Their analysis shows that providers all take similar approaches to user privacy, in that providers were consistently more detailed when describing the user’s obligations to the provider than when describing the provider’s obligations to the user.
“It’s the provider who sets the terms, knows the terms inside and out, and ultimately benefits from the terms,” Kesan said. “But because these obligations are usually in the form of an ‘adhesion contract,’ and only one party has bargaining power, the consumer does not have the ability to counter with new terms, ones that could increase their benefits.”
Which leads us to something Mike Konczal recently wrote (boldface mine):
For liberals, basic rights are fundamental, in the sense that they can’t be compromised or traded against other, non-basic rights. They are also inalienable; I can’t contractually transfer away or otherwise give up my basic rights. To the extent that I enter contracts that do this, I have an option of exit that restores those rights…
When libertarians say they are for basic rights, what they are really saying is that they are for treating what liberals consider basic rights as property rights. Basic rights receive no more, or less, protection than other property rights. You can easily give them up or bargain them away, and thus alienate yourself from them. (Meanwhile, all property rights are entirely fundamental – they can never be regulated.)

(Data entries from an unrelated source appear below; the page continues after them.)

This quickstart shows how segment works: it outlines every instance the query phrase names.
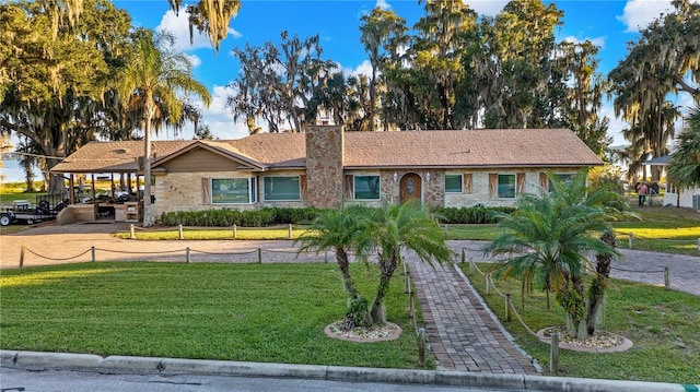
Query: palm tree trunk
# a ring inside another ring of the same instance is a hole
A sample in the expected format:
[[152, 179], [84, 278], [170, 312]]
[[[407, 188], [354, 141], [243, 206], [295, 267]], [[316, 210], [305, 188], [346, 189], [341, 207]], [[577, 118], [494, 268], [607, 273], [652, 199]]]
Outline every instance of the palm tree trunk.
[[340, 269], [342, 286], [345, 287], [346, 293], [348, 293], [348, 297], [350, 297], [350, 300], [359, 299], [360, 296], [358, 295], [358, 288], [354, 286], [354, 282], [352, 282], [352, 276], [350, 276], [350, 261], [348, 260], [348, 252], [345, 248], [336, 248], [336, 262]]
[[[143, 146], [143, 227], [153, 226], [151, 209], [151, 120], [153, 119], [154, 104], [147, 105], [143, 121], [145, 144]], [[137, 194], [140, 189], [137, 181]]]
[[[606, 231], [600, 236], [600, 239], [615, 248], [615, 231]], [[603, 312], [603, 305], [605, 304], [605, 289], [610, 276], [610, 263], [612, 258], [609, 254], [596, 254], [596, 275], [591, 287], [588, 288], [588, 306], [586, 313], [586, 330], [588, 336], [595, 334], [598, 320]]]
[[388, 260], [385, 258], [385, 254], [380, 256], [380, 266], [382, 269], [380, 288], [377, 289], [376, 297], [372, 304], [372, 310], [370, 311], [372, 322], [375, 324], [386, 323], [386, 314], [384, 313], [384, 296], [386, 295], [386, 290], [389, 288], [389, 281], [392, 280], [392, 275], [394, 275], [394, 271], [396, 271], [398, 259], [396, 251], [390, 252]]

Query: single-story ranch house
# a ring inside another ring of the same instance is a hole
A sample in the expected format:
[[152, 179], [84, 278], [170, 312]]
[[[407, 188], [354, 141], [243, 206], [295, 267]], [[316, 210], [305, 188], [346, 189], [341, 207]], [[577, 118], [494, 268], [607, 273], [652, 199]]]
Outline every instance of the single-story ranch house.
[[[142, 141], [91, 142], [55, 174], [131, 174]], [[230, 141], [155, 141], [154, 215], [172, 211], [334, 207], [420, 199], [430, 206], [511, 205], [600, 159], [567, 129], [259, 133]], [[120, 214], [116, 214], [117, 219]]]

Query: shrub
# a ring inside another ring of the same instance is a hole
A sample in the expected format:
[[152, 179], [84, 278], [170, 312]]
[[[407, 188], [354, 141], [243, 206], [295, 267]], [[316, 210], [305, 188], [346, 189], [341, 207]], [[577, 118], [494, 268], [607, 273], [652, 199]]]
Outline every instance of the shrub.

How is that possible? Let’s cut to the chase: Nozick argues you can sell yourself into slavery, a condition under which all basic liberties are extinguished… The minimal libertarian state would be forced to acknowledge and enforce contracts that permanently alienate basic liberties, even if the person in question later wanted out, although the liberal state would not at any point acknowledge such a contract.
If the recession were so bad that millions of people started selling themselves into slavery, or entering contracts that required lifelong feudal oaths to employers and foregoing basic rights, in order to survive, this would raise no important liberty questions for the libertarian minimal state. If this new feudal order were set in such a way that it persisted across generations, again, no problem.
Once you give a private entity personal information, there’s no walking it back. There’s no Information Jubilee. Just something to keep in mind.